Julie Dash’s layered, poetic Daughters of the Dust garnered lavish praise when it came out in 1991. Now rereleased on its 25th anniversary, Daughters should kick up some dust again with its incantatory evocation of a 1902 African American family on one of the remote barrier Sea Islands. It looks back at life as members prepare to head to the mainland and join the Great Migration north. Although the movie’s style evokes an old daguerreotype, themes of identity, reflection, and change make the story timeless.
From its opening frame, the film catches the eye and holds it. Four travelers in 1890s-dress sit in a skiff stealthily guided by servants, with the sound of the oars plashing over the dialogue. Two women draped in white, one veiled, present a vision of elegance: a haughty, restless beauty named Yellow Mary (Barbara-O) has returned to reconnect with her mother and island life, and the lovely young woman (Trula Hoosier) beside her stays silent but devoted—her role a mystery. A doughty missionary (Cheryl Lynn Bruce) lit out from the island for civilization and now returns to supervise her family’s exodus, and a bemused photographer (Tommy Hicks) comes along to document the experience. These four are about to enter a contained world with its own laws and history.
Upon the crew’s alighting on the island, we inhabit different points of view, let different voices and dialects enter our heads, and wander around beaches, marshes, and rustic homes. Weather-beaten, expressive faces establish a sense of period. Nana (Cora Lee Day), the clan matriarch, muses on her life in mesmerizing Gullah patois, then offers advice to her son-in-law, Eli (Adisa Anderson), about his troubled marriage, along with a stern lecture on the family’s history. Children in white tunics play, chant, and run free on windswept beaches. The family is close to nature and all its abundance, feasting on a picnic of crabs, corn, okra, and organic eggs more than a century before today’s foodie obsession.

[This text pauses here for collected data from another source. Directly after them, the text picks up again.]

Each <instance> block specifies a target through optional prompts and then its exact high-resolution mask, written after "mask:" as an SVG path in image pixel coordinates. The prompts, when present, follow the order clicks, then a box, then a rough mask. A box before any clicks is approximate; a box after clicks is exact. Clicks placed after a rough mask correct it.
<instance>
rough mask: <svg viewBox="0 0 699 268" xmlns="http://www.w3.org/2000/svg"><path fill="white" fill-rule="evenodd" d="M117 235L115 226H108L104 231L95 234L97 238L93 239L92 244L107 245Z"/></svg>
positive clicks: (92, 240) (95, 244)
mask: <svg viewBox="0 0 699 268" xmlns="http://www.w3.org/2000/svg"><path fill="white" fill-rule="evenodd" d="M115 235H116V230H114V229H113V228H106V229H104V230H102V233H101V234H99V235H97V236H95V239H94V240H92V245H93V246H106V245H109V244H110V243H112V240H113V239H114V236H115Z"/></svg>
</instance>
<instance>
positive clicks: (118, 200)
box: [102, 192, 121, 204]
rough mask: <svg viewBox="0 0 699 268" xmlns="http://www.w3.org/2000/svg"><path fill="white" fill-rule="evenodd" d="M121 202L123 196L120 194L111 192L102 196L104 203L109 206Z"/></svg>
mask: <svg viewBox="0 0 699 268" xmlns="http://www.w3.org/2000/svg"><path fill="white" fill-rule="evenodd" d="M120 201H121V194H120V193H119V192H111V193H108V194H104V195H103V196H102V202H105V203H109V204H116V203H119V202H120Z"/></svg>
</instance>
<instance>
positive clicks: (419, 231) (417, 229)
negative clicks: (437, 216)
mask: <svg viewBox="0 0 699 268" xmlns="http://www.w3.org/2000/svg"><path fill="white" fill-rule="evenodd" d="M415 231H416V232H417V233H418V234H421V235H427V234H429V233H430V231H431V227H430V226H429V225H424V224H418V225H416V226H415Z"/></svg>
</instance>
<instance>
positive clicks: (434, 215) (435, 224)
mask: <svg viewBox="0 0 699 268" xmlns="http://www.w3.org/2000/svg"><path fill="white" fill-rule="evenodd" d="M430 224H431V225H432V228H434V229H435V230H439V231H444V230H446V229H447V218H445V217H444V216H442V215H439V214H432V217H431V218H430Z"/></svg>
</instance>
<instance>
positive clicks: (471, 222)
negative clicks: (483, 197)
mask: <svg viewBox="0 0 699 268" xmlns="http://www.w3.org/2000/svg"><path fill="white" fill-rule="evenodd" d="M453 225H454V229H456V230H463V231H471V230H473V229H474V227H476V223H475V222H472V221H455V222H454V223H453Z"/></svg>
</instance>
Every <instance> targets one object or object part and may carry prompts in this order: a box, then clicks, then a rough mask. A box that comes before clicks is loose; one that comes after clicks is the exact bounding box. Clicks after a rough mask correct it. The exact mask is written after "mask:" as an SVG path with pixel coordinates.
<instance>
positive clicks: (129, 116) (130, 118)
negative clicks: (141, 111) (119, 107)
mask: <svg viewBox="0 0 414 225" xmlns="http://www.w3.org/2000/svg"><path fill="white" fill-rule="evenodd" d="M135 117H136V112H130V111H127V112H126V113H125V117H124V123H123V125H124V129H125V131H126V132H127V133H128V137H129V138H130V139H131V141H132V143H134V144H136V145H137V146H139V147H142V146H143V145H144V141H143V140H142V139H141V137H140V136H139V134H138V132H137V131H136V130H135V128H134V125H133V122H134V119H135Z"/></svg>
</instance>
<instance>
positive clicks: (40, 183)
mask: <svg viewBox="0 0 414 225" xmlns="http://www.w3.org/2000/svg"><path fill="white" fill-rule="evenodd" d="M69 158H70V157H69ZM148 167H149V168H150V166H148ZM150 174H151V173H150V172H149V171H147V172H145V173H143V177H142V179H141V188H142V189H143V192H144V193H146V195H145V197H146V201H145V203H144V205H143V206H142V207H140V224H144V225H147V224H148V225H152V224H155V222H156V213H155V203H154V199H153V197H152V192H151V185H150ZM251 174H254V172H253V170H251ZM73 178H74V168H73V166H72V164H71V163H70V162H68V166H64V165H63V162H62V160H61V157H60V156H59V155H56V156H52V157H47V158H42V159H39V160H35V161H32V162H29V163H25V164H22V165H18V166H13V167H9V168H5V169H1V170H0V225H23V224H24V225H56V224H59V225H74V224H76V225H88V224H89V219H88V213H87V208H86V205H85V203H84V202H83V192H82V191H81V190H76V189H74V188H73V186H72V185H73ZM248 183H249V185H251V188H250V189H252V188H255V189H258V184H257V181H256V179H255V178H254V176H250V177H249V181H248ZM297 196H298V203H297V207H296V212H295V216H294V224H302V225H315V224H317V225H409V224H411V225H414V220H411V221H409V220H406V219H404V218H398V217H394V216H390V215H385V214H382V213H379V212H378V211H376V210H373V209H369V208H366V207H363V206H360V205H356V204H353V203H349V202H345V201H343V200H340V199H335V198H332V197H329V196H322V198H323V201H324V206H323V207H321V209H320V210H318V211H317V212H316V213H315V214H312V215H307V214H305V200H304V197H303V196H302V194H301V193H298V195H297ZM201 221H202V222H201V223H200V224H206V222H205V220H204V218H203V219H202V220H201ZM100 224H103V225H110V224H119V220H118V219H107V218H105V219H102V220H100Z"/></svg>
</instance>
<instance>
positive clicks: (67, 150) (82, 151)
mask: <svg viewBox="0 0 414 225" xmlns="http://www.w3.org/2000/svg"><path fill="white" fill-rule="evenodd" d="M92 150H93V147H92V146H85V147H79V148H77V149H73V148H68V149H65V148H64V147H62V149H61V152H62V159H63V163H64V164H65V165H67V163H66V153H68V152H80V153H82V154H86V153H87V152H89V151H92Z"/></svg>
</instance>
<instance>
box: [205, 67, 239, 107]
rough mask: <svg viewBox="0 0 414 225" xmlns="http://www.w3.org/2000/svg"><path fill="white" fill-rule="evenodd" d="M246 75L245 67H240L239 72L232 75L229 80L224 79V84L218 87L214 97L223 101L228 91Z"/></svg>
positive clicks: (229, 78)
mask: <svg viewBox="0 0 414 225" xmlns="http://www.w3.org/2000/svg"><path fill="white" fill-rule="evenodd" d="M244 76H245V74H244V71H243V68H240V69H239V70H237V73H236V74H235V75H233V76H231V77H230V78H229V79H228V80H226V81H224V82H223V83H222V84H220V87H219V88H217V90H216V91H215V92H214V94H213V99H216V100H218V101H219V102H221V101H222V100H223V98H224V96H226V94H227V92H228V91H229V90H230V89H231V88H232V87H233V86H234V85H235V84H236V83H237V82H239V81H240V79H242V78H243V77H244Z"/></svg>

Slavery, the Civil War, and racism shadow the community’s story. On a smaller scale, rifts, separation, and mistrust do, too. Arguments break out over whether to decamp the island or cling to familiar ways. In a movie alive with strong women, two face off, religious self-righteousness battling baleful resentment. (As the photographer, Hicks counters the roiling female energy with affable, relaxed masculinity.) Yellow Mary seems embroiled in conflicts one minute, detached and sauntering off with her companion the next. Like any family, this group has its grudges and its feuds. Some will play out, some will not, and for some we never really know the outcome.

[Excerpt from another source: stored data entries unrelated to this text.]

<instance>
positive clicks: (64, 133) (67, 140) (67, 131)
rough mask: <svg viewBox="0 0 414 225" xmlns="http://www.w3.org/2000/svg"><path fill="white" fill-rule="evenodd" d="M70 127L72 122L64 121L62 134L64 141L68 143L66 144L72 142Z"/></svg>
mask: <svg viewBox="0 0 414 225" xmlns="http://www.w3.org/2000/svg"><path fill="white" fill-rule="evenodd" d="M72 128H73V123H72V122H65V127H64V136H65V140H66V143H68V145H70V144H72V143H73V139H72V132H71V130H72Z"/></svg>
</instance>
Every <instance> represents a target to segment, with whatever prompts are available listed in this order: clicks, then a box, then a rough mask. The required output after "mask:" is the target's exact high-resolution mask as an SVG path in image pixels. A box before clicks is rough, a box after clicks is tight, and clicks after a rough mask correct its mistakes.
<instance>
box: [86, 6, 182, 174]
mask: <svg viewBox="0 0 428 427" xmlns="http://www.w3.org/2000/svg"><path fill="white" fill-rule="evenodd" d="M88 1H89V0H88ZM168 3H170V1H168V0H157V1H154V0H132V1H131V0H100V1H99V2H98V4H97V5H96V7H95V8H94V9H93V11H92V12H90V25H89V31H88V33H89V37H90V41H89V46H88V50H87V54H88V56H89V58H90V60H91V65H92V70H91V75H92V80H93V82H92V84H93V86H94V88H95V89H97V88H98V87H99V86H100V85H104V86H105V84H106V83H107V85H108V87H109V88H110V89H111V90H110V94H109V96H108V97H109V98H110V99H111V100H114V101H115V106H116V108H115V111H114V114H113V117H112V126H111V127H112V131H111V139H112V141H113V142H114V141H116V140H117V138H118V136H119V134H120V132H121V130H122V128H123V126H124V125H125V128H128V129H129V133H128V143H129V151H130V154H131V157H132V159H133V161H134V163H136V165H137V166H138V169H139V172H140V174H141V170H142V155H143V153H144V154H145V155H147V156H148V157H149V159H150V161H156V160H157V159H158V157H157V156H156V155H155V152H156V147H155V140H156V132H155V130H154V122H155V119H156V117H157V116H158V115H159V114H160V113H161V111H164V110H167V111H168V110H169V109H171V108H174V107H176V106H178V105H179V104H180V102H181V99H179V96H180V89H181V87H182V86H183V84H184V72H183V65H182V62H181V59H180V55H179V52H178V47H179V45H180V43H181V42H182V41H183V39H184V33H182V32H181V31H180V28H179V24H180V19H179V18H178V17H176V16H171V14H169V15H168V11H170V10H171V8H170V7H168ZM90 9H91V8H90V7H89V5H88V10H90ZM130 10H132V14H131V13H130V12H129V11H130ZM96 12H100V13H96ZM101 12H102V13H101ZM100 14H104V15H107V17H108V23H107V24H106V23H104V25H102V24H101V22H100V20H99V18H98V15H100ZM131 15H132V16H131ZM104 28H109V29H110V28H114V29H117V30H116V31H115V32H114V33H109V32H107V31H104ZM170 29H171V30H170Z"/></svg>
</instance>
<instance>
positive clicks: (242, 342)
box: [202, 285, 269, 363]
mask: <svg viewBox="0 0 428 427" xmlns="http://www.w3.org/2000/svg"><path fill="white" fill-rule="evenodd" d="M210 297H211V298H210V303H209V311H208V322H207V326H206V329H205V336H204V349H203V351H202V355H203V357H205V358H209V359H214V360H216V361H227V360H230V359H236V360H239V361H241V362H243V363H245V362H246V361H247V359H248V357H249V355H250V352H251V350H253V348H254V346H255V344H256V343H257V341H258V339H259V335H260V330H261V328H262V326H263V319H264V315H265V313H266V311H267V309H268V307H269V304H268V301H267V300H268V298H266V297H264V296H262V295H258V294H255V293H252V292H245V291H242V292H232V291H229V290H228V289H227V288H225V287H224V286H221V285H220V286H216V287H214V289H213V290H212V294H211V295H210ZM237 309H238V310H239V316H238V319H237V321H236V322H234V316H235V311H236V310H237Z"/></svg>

Deep traces of Africa are imprinted through dance, song, and ritual. So are wisdom and tragedy. And so are less welcome touches of the early 1990s, such as jerky stop-motion sequences and John Barnes’s omnipresent score, sometimes soulful and thrilling, other times ripe with the spirit of another bygone John—John Tesh. The film can also be a little more static and declamatory than one might prefer. But for its languid pace and occasionally dated feel, Daughters of the Dust brings surprises with its final roundup of who stays and who goes. It even introduces an unexpected narrator who will emphasize the cycle of life and rebirth in the family. Change comes to the island, but along with the tides, we still retain a sense of eternity. In these times, that’s comfort to the soul.